11-Bu yasa kapsamındaki suçlarda soruşturma ,yargılama öncesinde ve yargılama aşamasında uzlaşma ve arabuluculuk girişimlerinde bulunulamaz, uzlaşma ve arabuluculuk ile ilgili uluslararası ya da ulusal sözleşme ve yasa hükümleri uygulanmaz ibaresi eklenmelidir
12-İhlal halinde cezasızlık ve cezai sorumluluğun azaltılmasına yol açan “tahrik ve iyi hal indirimi” yapılamaz,namus savunması dinlenmez.Şiddetin çocuğun önünde gerçekleşmesinde ceza yarı oranda arttırılır.. Cezalar kısa süreli seçenek yaptırımlara ve/veya adli para cezasına çevrilemez. Saldırganın mahkumiyetinin bitmesi halinde mağdur bilgilendirilir düzenlemesi eklenmelidir.
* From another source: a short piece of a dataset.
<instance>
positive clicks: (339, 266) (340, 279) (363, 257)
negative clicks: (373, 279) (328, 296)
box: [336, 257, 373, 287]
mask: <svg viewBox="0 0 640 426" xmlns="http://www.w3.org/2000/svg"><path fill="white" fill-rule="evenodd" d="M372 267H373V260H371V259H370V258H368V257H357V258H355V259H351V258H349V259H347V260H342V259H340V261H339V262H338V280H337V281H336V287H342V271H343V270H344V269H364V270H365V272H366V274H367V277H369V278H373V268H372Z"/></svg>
13-Mağdurun, kendisinin veya ailesinin tehlikede olabileceği durumlarda, mağdurun esasen mevcut ve uygun iletişim teknolojilerinden yararlanarak mahkeme salonuna gitmeden ya da en azından fail olduğu iddia edilen kişinin mahkeme salonunda bulunmadığı bir ortamda ifade vermesi sağlanır. Eklenmelidir.
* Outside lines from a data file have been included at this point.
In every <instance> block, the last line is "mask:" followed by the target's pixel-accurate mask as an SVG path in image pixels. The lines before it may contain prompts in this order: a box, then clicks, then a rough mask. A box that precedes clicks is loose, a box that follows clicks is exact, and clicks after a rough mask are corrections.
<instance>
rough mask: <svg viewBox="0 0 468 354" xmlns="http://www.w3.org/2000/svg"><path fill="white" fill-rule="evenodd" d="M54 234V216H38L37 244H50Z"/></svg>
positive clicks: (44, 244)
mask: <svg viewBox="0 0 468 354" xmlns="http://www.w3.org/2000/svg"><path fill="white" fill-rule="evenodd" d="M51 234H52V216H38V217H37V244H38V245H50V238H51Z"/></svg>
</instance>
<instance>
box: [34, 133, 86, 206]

14-Mümkün ve uygunsa, mağdurla yapılacak bütün mülakatların aynı kişiler tarafından gerçekleştirilmesi,mağdurla yapılacak mülakatların cezai işlemlerin amacı için gerekli olan kadar ve mümkün olduğunca sınırlı tutulması; mağdurun yasal temsilcisinin eşlik etmesi sağlanmalıdır..
15-Mağdurla yapılan tüm mülakatların sesli-görüntülü olarak kaydedilmesi ve bu kayıtların gerektiğinde mahkeme işlemlerinde delil olarak kabul edilmesi sağlanmalıdır.
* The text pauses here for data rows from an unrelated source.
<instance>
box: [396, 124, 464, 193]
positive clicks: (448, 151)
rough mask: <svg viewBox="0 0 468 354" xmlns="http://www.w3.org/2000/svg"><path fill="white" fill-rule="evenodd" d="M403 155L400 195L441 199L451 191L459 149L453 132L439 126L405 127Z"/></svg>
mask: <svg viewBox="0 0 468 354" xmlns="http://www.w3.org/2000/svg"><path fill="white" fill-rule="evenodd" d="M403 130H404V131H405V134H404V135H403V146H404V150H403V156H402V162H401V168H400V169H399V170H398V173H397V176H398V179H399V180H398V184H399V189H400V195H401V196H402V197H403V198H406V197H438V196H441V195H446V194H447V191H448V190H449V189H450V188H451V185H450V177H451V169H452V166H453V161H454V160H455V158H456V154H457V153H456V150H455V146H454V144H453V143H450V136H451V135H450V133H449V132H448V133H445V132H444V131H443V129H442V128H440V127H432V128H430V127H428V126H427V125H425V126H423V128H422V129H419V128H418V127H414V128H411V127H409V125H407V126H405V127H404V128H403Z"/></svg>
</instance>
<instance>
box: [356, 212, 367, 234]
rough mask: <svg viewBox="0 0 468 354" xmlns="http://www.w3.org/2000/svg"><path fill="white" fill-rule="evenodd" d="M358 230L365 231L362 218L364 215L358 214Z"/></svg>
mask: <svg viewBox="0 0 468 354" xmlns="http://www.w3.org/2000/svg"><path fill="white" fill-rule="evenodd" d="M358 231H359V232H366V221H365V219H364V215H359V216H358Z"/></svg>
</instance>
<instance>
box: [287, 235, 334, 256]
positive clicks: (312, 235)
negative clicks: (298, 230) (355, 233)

16-Bu kanun kapsamındaki davaları (gizlilik kararı verilen durumlar hariç), ilgili kamu kuruluşları, ilgili kurumlar ve sivil toplum örgütleri, mağdur yanında müdahil olarak takip edebilmelidir.
17-Bütün şiddet biçimleriyle ilgili olarak; arayanlara, gizlilik içerisinde ya da arayanın kimliğinin gizli kalmasına gereken özeni göstererek danışmanlık vermek, mağdura hakları konusunda bilgilendirme yapmak ve ilgili kurumlara yönlendirmek için ülke çapında, kesintisiz (7/24) çalışan, ücretsiz telefon destek hattı hizmeti sağlayacak bir telefon hattı açılmalıdır.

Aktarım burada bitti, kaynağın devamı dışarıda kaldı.